Astronomers have for the first time discovered a pair of supermassive black holes that orbit each other in an ordinary galaxy.
At the heart of most galaxies, there lies a supermassive black hole – as you probably already figured out from the name, it’s like a normal black hole, but much bigger. But two supermassive black holes? That’s a smoking gun – a clear indication that the galaxy in which they are located is in fact the result of a collision between two galaxies.
As you might guess, these collisions are not particularly frequent. Up to date, only a few candidates for such binary black hole systems have been located, by studying X-rays emitted by the galaxies’ centers. In the process of galactic collision, the gas is heated so much that it shines at many wavelengths, including X-rays. This gives the galaxy an unusually bright center, and leads to it being called active.
Four years ago, on June 2010, Dr Fukun Liu from Peking University in China with colleagues spotted a tidal disruption event in the galaxy SDSS J120136.02+300305.5 (J120136 for short). They were specifically looking for this kind of events, and, lo and behold, they got lucky.
The galaxy they were looking at was spilling massive amounts of X-rays, which they detected. It looked exactly like the signature of a supermassive black hole, but as they continued to track it, they noticed something strange – the intensity was dropping more and more. After 48 days, they started reemerging, just as if nothing happened.

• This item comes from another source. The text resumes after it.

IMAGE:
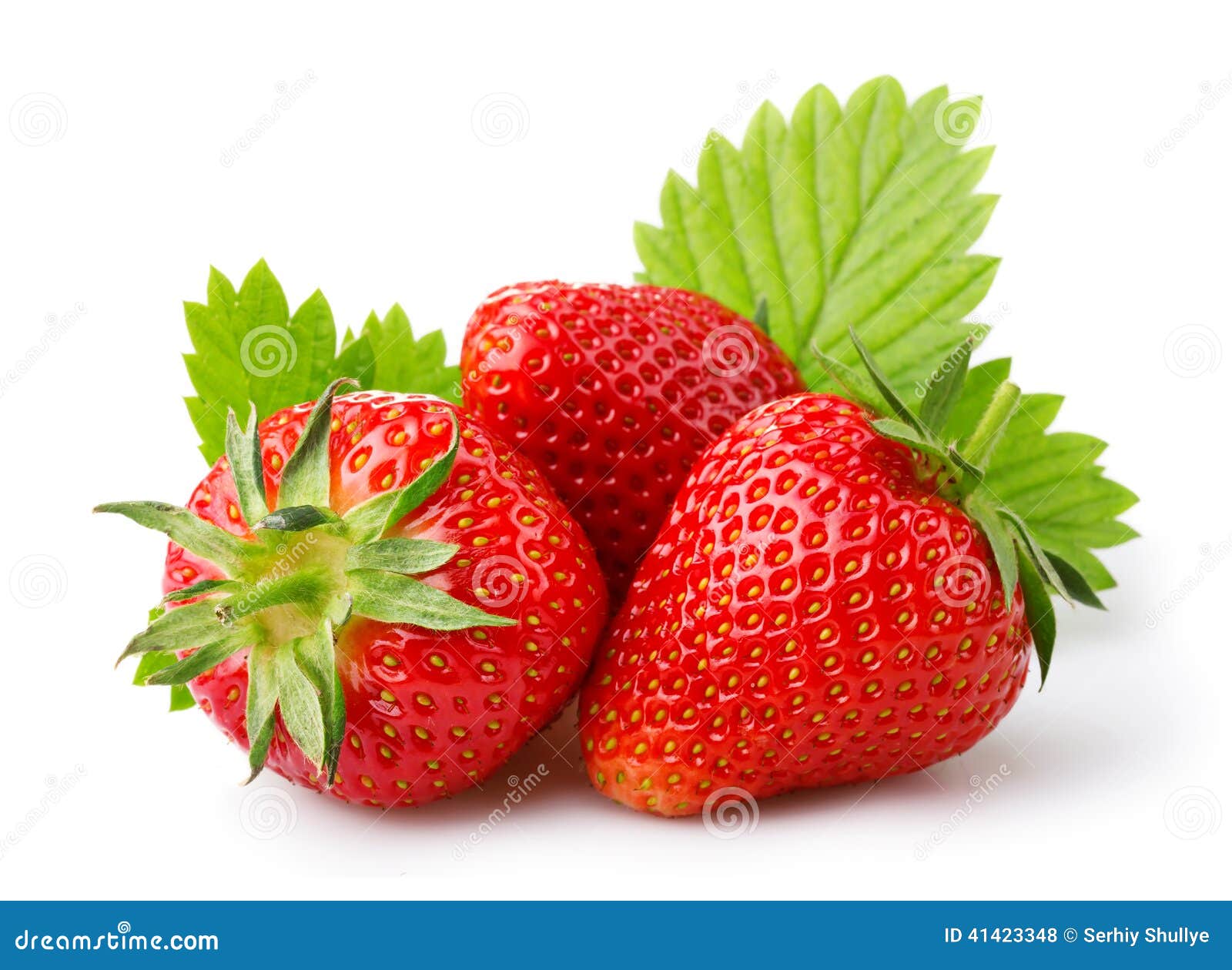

“This is exactly what you would expect from a pair of supermassive black holes orbiting one another,” said Dr Liu, who is the lead author of the study published in the Astrophysical Journal (also on arXiv.org).
They constructed models to see what the possible configurations are, and they found that there are two possible solutions to this system: either the primary black hole “weighs” 10 million solar masses and is orbited by a black hole of about a million solar masses in an elliptical orbit, or the primary black hole is about a million solar masses and is orbited in a circular orbit. In either case, the distance between the two holes is really small – comparable to our solar system.
Judging by this small distance, it’s very likely that the two will merge sooner or later. What happens when two supermassive black holes collide? Well, to cut a long story short, you end up with one, super supermassive black hole. This study could provide valuable information about the way galaxies merge, and what is left in the aftermath.
“Once we have detected thousands of tidal disruption events, we can begin to extract reliable statistics about the rate at which galaxies merge,” said study co-author Dr Stefanie Komossa of the Max-Planck-Institut für Radioastronomie in Bonn, Germany.